Non a caso, nel discorso di Milano Draghi torna più volte sul tema delle “scelte rischiose e coraggiose” che i governi dovranno compiere: investire insieme su infrastrutture digitali europee, armonizzare regole e standard, facilitare la nascita di campioni industriali in settori chiave come cloud, semiconduttori, cyber–sicurezza, supercalcolo e IA generativa.

La scommessa finale: fare dell’AI il motore di una nuova Europa

Alla fine, il messaggio che parte dall’aula del Politecnico è tanto semplice quanto radicale: l’Europa può ancora scegliere. Può restare un grande mercato regolato che consuma tecnologie prodotte altrove, oppure può diventare uno dei poli della nuova economia dell’intelligenza artificiale.

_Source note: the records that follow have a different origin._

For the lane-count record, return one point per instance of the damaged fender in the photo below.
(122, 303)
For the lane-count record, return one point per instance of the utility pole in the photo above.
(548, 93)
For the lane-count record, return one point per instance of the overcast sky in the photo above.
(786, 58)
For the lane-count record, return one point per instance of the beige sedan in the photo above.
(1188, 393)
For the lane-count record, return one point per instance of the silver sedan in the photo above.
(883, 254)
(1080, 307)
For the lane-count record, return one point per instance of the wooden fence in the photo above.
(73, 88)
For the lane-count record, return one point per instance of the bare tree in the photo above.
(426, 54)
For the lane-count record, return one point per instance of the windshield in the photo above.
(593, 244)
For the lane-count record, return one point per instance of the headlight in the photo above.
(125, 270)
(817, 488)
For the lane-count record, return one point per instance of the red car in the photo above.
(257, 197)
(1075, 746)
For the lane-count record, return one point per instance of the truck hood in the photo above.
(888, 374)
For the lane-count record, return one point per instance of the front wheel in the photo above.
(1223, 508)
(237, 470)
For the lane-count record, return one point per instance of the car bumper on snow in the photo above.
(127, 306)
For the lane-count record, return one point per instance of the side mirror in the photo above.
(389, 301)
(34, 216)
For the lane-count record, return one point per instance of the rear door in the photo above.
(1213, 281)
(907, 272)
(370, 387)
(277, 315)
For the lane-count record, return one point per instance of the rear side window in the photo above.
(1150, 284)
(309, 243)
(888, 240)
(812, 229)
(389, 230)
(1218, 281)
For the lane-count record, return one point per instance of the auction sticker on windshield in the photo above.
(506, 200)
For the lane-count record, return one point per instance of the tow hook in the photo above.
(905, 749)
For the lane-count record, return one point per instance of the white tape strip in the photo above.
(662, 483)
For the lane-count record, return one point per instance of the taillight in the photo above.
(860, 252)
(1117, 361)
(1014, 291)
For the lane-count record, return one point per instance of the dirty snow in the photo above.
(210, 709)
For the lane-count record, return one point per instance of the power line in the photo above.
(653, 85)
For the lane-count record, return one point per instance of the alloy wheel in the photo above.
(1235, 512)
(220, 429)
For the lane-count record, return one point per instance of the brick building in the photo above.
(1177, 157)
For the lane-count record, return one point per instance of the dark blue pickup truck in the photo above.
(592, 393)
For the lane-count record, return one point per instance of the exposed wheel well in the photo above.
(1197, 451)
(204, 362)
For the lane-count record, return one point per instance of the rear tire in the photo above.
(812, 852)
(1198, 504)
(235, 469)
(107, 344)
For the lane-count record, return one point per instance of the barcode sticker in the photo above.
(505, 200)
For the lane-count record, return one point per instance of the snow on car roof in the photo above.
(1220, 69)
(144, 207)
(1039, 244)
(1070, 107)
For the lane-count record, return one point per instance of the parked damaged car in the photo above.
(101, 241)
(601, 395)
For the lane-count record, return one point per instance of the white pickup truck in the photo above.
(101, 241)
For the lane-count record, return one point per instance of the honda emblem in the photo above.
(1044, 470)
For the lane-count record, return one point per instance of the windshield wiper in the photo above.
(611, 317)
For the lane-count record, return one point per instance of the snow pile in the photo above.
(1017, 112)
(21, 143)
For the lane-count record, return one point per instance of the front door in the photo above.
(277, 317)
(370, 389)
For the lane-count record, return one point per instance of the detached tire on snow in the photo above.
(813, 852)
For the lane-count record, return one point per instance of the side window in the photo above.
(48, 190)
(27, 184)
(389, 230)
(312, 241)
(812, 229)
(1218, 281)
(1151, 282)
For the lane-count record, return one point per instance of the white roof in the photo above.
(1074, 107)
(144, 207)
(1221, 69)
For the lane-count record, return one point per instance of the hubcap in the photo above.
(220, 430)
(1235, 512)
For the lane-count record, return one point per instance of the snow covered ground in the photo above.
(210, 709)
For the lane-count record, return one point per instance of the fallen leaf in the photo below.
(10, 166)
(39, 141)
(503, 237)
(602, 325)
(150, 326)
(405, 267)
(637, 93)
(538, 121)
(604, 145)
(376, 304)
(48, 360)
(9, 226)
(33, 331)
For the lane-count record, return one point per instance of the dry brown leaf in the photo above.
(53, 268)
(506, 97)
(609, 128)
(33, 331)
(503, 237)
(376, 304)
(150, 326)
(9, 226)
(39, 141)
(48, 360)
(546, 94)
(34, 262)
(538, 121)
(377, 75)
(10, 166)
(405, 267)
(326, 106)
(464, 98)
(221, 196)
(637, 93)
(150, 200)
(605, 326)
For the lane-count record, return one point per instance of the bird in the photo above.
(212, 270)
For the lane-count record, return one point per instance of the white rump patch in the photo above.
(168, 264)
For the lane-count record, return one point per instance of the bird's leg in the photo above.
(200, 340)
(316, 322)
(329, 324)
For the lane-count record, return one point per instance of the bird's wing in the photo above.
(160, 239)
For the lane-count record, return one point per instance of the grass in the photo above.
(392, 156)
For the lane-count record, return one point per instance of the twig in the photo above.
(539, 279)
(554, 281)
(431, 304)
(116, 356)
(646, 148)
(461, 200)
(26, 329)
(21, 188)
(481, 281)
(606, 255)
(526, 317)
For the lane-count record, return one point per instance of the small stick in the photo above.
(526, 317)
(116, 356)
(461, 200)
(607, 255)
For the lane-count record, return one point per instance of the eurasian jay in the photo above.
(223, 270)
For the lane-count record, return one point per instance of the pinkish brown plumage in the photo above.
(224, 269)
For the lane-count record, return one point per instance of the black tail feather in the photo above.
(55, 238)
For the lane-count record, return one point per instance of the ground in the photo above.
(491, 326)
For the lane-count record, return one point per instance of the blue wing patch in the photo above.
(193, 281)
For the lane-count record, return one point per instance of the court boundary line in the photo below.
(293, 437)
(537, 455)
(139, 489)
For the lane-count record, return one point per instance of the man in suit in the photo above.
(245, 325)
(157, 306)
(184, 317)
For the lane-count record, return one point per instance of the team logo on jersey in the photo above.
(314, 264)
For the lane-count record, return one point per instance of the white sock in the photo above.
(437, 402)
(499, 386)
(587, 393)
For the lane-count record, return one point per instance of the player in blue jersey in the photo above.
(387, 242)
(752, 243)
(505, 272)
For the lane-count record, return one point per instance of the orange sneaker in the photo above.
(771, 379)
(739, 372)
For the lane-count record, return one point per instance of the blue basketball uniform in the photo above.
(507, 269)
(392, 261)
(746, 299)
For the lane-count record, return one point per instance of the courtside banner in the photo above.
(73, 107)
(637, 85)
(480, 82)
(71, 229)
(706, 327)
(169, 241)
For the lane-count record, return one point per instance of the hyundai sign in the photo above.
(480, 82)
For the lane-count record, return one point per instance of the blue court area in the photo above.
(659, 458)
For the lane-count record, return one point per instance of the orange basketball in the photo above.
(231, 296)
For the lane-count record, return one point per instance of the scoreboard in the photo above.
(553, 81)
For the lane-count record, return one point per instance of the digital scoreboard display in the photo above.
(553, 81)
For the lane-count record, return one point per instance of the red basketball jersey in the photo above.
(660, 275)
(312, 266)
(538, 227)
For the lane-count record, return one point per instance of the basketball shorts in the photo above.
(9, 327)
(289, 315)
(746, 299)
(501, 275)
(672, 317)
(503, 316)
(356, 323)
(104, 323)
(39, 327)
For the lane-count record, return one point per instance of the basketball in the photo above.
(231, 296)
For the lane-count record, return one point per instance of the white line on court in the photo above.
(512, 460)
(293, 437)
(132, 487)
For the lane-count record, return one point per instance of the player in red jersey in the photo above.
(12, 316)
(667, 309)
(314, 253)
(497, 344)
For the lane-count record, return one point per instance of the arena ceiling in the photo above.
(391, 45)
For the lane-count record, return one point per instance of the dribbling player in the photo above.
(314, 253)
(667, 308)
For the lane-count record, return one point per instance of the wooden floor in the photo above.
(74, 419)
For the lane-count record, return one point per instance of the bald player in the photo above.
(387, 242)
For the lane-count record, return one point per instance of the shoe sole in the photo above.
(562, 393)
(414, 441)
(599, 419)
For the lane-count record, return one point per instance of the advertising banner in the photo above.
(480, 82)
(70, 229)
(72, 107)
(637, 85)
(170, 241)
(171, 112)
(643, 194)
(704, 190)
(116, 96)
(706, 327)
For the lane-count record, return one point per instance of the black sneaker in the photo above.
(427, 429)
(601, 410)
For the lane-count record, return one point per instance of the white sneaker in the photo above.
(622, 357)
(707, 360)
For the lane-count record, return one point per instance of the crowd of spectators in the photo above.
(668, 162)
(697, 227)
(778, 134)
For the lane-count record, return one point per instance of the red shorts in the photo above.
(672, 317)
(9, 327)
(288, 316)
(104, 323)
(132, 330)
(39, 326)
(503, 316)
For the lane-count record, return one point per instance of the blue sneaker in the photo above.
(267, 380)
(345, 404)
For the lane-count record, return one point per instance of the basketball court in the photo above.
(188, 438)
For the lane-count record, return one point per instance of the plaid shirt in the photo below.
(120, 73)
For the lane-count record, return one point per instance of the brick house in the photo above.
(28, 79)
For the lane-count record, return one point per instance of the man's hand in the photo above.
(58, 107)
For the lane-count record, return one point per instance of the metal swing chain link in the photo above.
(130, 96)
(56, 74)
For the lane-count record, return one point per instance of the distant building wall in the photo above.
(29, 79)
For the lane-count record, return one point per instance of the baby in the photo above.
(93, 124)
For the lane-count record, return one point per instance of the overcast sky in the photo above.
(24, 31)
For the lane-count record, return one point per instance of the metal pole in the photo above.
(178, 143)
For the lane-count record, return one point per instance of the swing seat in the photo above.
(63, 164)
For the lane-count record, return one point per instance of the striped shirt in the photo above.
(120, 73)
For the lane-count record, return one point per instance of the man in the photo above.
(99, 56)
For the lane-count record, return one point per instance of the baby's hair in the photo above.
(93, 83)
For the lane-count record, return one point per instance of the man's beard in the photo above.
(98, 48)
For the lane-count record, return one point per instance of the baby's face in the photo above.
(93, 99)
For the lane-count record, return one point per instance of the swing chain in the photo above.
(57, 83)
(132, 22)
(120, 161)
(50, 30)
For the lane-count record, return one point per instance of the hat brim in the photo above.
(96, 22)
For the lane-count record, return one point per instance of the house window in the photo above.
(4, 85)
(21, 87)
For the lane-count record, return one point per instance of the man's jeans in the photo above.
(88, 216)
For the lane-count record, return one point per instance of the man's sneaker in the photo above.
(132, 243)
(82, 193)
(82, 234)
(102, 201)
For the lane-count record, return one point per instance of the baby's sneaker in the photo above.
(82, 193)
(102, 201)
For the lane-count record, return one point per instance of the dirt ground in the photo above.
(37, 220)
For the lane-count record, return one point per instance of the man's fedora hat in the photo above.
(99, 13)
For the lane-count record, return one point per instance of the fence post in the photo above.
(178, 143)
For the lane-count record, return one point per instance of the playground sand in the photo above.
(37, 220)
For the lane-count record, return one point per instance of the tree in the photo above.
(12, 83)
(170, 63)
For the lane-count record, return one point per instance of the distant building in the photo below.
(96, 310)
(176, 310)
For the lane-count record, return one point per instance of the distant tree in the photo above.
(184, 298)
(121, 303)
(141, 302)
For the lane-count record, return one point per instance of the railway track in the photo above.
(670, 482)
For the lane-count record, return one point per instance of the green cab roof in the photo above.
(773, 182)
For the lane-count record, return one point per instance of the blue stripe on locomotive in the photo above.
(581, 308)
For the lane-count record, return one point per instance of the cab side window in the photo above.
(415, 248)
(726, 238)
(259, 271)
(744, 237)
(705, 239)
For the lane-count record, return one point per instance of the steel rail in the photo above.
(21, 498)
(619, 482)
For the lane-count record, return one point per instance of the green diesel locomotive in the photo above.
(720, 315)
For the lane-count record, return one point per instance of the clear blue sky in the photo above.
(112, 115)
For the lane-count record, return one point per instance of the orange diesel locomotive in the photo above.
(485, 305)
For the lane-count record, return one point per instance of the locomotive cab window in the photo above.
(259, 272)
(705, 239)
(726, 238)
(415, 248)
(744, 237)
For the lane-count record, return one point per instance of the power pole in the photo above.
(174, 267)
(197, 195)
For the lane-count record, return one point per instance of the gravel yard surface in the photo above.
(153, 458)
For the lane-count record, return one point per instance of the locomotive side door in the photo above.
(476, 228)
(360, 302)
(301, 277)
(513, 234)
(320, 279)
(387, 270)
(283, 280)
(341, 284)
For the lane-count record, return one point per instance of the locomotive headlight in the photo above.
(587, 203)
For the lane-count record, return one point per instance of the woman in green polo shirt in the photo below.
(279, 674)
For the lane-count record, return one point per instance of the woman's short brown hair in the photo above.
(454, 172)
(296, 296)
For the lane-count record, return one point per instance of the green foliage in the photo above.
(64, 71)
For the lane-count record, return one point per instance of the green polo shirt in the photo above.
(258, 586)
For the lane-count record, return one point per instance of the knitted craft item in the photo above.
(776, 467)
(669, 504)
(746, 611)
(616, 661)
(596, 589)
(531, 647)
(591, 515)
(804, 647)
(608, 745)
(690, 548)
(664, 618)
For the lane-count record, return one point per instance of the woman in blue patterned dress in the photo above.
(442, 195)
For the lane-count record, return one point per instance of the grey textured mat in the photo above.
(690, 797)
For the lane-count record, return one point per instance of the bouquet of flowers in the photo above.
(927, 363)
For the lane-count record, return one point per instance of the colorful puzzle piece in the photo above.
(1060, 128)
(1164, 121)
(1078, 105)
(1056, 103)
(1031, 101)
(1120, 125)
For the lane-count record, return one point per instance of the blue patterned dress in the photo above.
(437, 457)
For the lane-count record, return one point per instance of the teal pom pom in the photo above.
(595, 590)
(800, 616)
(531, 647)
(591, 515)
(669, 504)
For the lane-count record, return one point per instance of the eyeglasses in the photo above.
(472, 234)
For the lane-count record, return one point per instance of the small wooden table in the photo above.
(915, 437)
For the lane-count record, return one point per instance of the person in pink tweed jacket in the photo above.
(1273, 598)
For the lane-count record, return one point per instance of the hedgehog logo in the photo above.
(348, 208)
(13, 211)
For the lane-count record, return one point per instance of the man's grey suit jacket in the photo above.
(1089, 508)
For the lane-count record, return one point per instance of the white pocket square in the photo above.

Nel primo scenario, la combinazione di invecchiamento demografico, bassa produttività e alto debito porterebbe a una lunga stagione di stagnazione, con conflitti crescenti sulla distribuzione di risorse scarse. Nel secondo, l’IA diventerebbe il moltiplicatore di produttività necessario per sostenere stato sociale, transizione verde e sicurezza, offrendo ai giovani un orizzonte di opportunità paragonabile a quello dei loro coetanei americani e asiatici.

Draghi sceglie il luogo simbolo dell’ingegneria italiana per ricordare che questa scelta non è scritta in nessun manuale. Dipende da ciò che Europa, governi, imprese e cittadini decideranno di fare adesso. L’intelligenza artificiale, ribadisce, “non è destinata a salvarci da tutti i nostri problemi, ma può aiutarci enormemente se avremo il coraggio di usarla bene”.